Lo que convierte a la CSDDD en una barrera comercial por nombre pero no por etiqueta es que no se presenta como un arancel ni como una cuota. Llega en cambio como una red compleja de requisitos de cumplimiento que debilitan la competitividad de la agricultura estadounidense sin que se cobre ni un solo arancel. Para un sector que depende de mantener abiertos sus mercados de exportación más importantes, estos costos ocultos pueden causar daños significativos.
La UE debería reconocer que imponer arquitecturas de cumplimiento de esta escala y complejidad a las cadenas de suministro extranjeras socava la cooperación que dice valorar. Si Europa quiere socios agrícolas estadounidenses, debería trabajar con ellos para encontrar un terreno común en lugar de imponer mandatos unilateralmente. Al empujar requisitos tan arduos, los reguladores de la UE están insinuando la ausencia de regulación existente; ignorando de hecho que Estados Unidos ya cuenta con un marco regulatorio sólido, arraigado en la ley y que equilibra la regulación con oportunidades de crecimiento.
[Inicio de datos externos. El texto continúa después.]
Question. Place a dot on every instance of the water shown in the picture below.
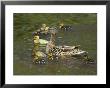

Ahora corresponde a tanto demócratas como republicanos en el Congreso proteger a las comunidades agrícolas de Estados Unidos y nuestra economía en general, dejando claro a sus homólogos europeos que regulaciones de este alcance extraterritorial son incompatibles con una relación comercial justa y funcional. Los agricultores estadounidenses quieren cuidar sus tierras y alimentar a sus comunidades. No deberían preocuparse por navegar un régimen de cumplimiento complejo supervisado por reguladores extranjeros a los que no pueden responsabilizar.
Los productores agrícolas de Estados Unidos son de las personas más resilientes de este país. Pero la resiliencia tiene límites. Es hora de proteger la agricultura estadounidense de la CSDDD ahora, antes de que esos límites se pongan a prueba aún más.
Max Baucus se desempeñó previamente como senador de EE. UU. por Montana (1978–2014) y como embajador de EE. UU. en China (2014–17).